In a pre-Sundance interview, Sundance festival director Geoff Gilmore told The Hollywood Reporter that he personally regretted the decision to move Old Joy from the competition to the Frontier, but that still doesn’t explain why it happened. Evidently, sparse dialogue and a slower-than-Bruckheimer tempo are considered “experimental” nowadays.

Many of the qualities that graced Reichardt’s film could also be seen to strong effect in So Yong Kim’s In Between Days, which somehow did manage to sneak into the competition, where it even ended up winning a Special Jury Prize for “independent vision.” The story of Aimie (Jiseon Kim), a teenage Korean girl newly immigrated to Canada, In Between Days seems, true to its title, to be constructed entirely of the ineffable and intangible, of those moments out of time that most movies treat as throwaways, but which are perfectly suited to So’s tender portrait of lives in transit. Aimie drops out of a class and uses the refunded money to buy a bracelet for Tran (Taegu Andy Kang), the boy friend she wishes were her boyfriend; against painterly post-card images of Canadian winter, she narrates letters to her absent father; and sometimes, she just trudges through the freshly fallen snow, enjoying the crunching sound it makes beneath her boots. For years, I’ve wondered what kind of movie the Chinese director Jia Zhangke might make if he followed his ever-migrating rural Chinese characters into the great Asian-American diaspora, and more than once while watching In Between Days, I felt I was seeing the answer. But So — who also co-wrote the film with her filmmaker husband, Bradley Rust Gray — is unmistakably a gifted filmmaker in her own right, with a rare appreciation for the poetic possibilities of digital video. And in her screen debut, the 21-year-old Kim proves a remarkable screen presence, her face like a river whose course, once determined, immediately shifts.

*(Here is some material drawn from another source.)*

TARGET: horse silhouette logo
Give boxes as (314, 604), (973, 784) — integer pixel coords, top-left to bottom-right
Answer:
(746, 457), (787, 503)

Naturally, Sundance 2006 was not without its wasted moments, including just about every one I spent watching selections from the festival’s Premieres section (reserved for larger-budget films, or those by more-established directors). That was where one could find what may have been this year’s most buzzed-about title, Jonathan Dayton and Valerie Faris’s Little Miss Sunshine, a dysfunctional-family comedy that many regarded as a laugh riot, but which I (and at least a dozen other critics at the press screening I attended) saw as a vile, hateful and stupendously unfunny work of comic desperation, with a third-act climax that borders on child pornography. And then there was Neil Burger’s The Illusionist, a period romantic thriller not half as tricky as it thinks it is, about a master magician whose love for the fiancée of the Austrian crown prince causes him to be fingered as a government subversive. Discussing the film afterward with a colleague, I discovered that it had kept us both pinned to the edge of our seats — him wondering what was going to happen next, me wondering how stars Edward Norton and Paul Giamatti could have possibly thought this piece of junk was a good career move. Little Miss Sunshine and The Illusionist were nevertheless among Sundance’s hottest tickets, and it may be that the continued presence of such films — independent of financing, but hardly of vision — is something of a necessary evil in Park City, where many now come to enjoy high-ticket parties and rub elbows with movie stars. But it was in Old Joy and In Between Days that I glimpsed the true spirit of Sundance. Long may it live.